First, can I just say: fruit. Fruit. This is what I want to taste when someone tells me a wine is ‘fruity’. I want it to be — like this — as if I’d just crammed my thirsty gob with a handful of sharp, wild berries, picked from, oh, I don’t know, a forest thicket or something. All bright and sharp and savage, the shudder-inducing burst of flavour giving way to the bitter, matt cud of the skins.

That’s fruity. Let us never forget, and allow some oily bell-end in an ugly suit sell us the notion that ‘fruity’ actually means ‘tastes like fucking synthetic fruit-flavoured sugar-water’.

So this is fruity like wild cherries fished from your the pocket of your grandad’s tweed jacket — overlaid with spice and tobacco and polish and leather. Still youthful, oh yes — but this is a kind of autumnal youth, a rustic youth. Not a lab-grown, foetal youth.

I love wine like this — wine that combines a come-and-get-me vitality with a self-confident integrity.

And reminds us that the word fruity belongs to us, to the hedgerows, to the soil — not to some bunch of pink-tied FMCG wankers.

Rating ★★★★ 4 stars (very good)
Region Moulin-a-Vent, Beaujolais
Grape(s) Gamay
ABV 13%
Price £10.99 from The Wine Society (no longer available)

English Bacchus Reserve, Chapel Down

… will give you a subtly blossomed English caress — but perhaps leave you dreaming of ecstatic frenzy and phallic symbolism

A bottle of English Bacchus from Marks & Spencer. Stylish black, red and gold label

Trust the Romans, eh?

Those unimaginative Romans, who came along and — without a by-your-leave — pinched the Greeks’ pantheon of gods, slapped a bunch of considerably less poetic names on them, carried out a few changes to make them altogether that bit more shit, and touted them as their own.

The Romans were a bit like Microsoft.

Anyhow. Bacchus was the Romans’ rebranded version of the Greeks’ Dionysus, god of wine — a tantalisingly androgynous kind of chap, holding (according to the oracular Wikipedia) ‘a fennel staff, tipped with a pine-cone and known as a thyrsus’.

For my next profile picture, incidentally, I intend to brandish a thyrsus, sure in the knowledge that I’ll thereby attract a large following of ecstatically raving bacchantes — female devotees who, via dancing and intoxication, ‘lose all self-control, begin shouting excitedly [and] engage in uncontrolled sexual behaviour’.

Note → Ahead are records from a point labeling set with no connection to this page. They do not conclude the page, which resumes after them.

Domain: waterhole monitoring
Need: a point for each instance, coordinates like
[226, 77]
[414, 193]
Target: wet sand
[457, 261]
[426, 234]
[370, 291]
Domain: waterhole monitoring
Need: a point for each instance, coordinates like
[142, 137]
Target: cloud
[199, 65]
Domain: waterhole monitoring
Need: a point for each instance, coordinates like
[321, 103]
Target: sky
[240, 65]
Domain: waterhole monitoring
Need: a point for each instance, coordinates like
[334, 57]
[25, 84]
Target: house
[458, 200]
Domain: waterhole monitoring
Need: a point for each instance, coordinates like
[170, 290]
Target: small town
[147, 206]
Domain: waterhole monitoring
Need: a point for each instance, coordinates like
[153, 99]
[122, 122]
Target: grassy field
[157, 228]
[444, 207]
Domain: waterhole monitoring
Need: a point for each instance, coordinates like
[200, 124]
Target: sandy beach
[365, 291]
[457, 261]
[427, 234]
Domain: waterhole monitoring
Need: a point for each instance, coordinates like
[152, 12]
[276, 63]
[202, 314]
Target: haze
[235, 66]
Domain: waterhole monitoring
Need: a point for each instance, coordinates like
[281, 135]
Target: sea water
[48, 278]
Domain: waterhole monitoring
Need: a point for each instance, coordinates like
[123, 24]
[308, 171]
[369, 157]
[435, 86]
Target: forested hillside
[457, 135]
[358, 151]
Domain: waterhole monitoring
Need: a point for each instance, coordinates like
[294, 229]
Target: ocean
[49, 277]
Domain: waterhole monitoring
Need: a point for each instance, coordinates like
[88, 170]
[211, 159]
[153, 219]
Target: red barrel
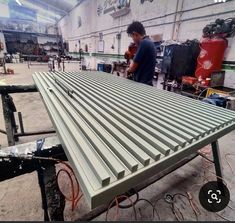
[211, 56]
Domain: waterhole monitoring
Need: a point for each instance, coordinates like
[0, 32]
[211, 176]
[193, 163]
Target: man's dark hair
[136, 27]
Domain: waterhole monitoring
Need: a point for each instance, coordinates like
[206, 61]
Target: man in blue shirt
[143, 66]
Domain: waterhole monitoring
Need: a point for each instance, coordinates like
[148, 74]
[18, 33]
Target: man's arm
[132, 67]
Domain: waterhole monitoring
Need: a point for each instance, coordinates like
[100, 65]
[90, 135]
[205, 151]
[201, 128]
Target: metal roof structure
[117, 132]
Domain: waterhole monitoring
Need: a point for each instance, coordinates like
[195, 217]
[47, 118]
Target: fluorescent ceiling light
[19, 3]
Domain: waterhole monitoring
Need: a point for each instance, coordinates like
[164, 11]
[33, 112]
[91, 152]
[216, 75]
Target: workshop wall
[2, 40]
[91, 17]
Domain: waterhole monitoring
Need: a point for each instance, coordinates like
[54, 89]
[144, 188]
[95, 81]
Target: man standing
[143, 65]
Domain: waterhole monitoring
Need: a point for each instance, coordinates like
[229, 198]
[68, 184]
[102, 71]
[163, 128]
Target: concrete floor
[20, 197]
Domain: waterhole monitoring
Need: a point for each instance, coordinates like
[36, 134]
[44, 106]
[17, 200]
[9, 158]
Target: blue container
[100, 67]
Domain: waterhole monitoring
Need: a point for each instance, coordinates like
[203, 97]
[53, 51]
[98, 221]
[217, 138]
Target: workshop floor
[20, 197]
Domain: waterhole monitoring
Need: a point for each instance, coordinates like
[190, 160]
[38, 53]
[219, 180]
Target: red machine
[211, 56]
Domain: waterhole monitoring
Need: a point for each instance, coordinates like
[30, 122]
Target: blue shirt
[146, 60]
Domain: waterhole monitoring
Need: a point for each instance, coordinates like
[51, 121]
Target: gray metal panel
[116, 132]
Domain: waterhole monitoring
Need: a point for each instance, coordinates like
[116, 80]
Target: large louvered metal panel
[117, 133]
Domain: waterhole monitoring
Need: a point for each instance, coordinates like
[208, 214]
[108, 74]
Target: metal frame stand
[8, 112]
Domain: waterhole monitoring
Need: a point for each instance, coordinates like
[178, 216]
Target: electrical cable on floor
[75, 198]
[117, 207]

(Not to imply that I don’t already enjoy such a following, natch.)

Anyhow. Bacchus is also — and I hope this doesn’t come as too much of a crashing shock to you, after all that deity stuff — a grape variety. Grown in England, of all places.

So from Olympian heights, we find ourselves in the wine aisle of Marks & Spencer.

Mundane enough for you?

But let’s stave off thoughts of our own desperate mortality and get some of the stuff down our gullet, shall we? (Reminder: if you actually are in the wine aisle of M&S, you should probably buy the bottle and get it home before you do this.)

So — what’ve we got? First off, bacchus bears more than a passing likeness to sauvignon blanc. It has that springy zing to it. But here, there’s an appley softness, too. A subtly blossomed caress, if you want to get all wanky about it.

Yeah, it’s rounder, more welcoming, less showy-off than your everyday sauvignon blanc. Not quite as ‘June is bustin’ out all over’, y’know? But still with that crispness, that green taste to it — if you’ll forgive me coming over all synesthaesiac on you.

Nice and long and dry, with rather a lovely balance.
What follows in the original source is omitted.